A matéria, assinada pela jornalista Isabel Czepak, informa que existem 600 pontos críticos na cidade (a matéria deixa claro que não são focos) que podem servir de criadouro do mosquito da dengue. A reportagem cita dados, mas não fornece as fontes.
Diz, por exemplo, que já são cerca de 3 mil casos "suspeitos", em Goiânia e Aparecida de Goiânia. Mas quem forneceu esta informação? Não se sabe. E a repórter não cita a fonte responsável por estes números. Ou seja, continuamos (a população, a sociedade) sem informações precisas sobre a epidemia.
No texto da Isabel está escrito o seguinte: "As ações do poder público para tentar conter o avanço da dengue na capital já mobilizam certa de 700 profissionais da Prefeitura e do Estado". Novamente esta informação não é acompanhada de uma fonte. E se não é, o jornal a assume como verdadeira. O leitor menos crítico também.

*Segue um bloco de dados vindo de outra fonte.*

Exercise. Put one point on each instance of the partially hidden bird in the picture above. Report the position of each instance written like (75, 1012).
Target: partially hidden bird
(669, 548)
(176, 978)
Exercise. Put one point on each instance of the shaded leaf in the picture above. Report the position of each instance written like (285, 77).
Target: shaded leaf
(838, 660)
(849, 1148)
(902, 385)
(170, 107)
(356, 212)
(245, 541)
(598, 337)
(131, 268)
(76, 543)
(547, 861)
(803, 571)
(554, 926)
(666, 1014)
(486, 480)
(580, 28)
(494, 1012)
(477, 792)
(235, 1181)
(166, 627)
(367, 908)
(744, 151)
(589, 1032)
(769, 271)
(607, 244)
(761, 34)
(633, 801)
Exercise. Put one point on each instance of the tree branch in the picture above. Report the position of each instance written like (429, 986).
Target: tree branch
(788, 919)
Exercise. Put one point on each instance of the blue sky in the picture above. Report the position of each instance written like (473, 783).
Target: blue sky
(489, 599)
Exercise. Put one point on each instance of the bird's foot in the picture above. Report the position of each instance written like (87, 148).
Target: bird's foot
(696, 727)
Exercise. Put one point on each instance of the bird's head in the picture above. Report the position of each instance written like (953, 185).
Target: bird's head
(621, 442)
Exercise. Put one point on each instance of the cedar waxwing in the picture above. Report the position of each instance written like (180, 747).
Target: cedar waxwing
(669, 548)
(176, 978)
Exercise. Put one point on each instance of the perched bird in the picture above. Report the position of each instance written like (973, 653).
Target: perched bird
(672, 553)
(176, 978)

Não resta dúvida que a matéria publicada com destaque no jornal O Popular chama a atenção para a doença. Mas os números citados não são convincentes para tranquilizar a população. Tudo leva a crer que a situação é bem mais grave que a divulgada na matéria.
Como disse anteriormente: será necessária uma cobrança mais enérgica da sociedade sobre o poder público, sobre os governos. A verdade, por mais crua que seja, tem que ser divulgada. A desconfiança, motivada por informações insuficientes, continua dando a tônica nessa questão da mais alta gravidade.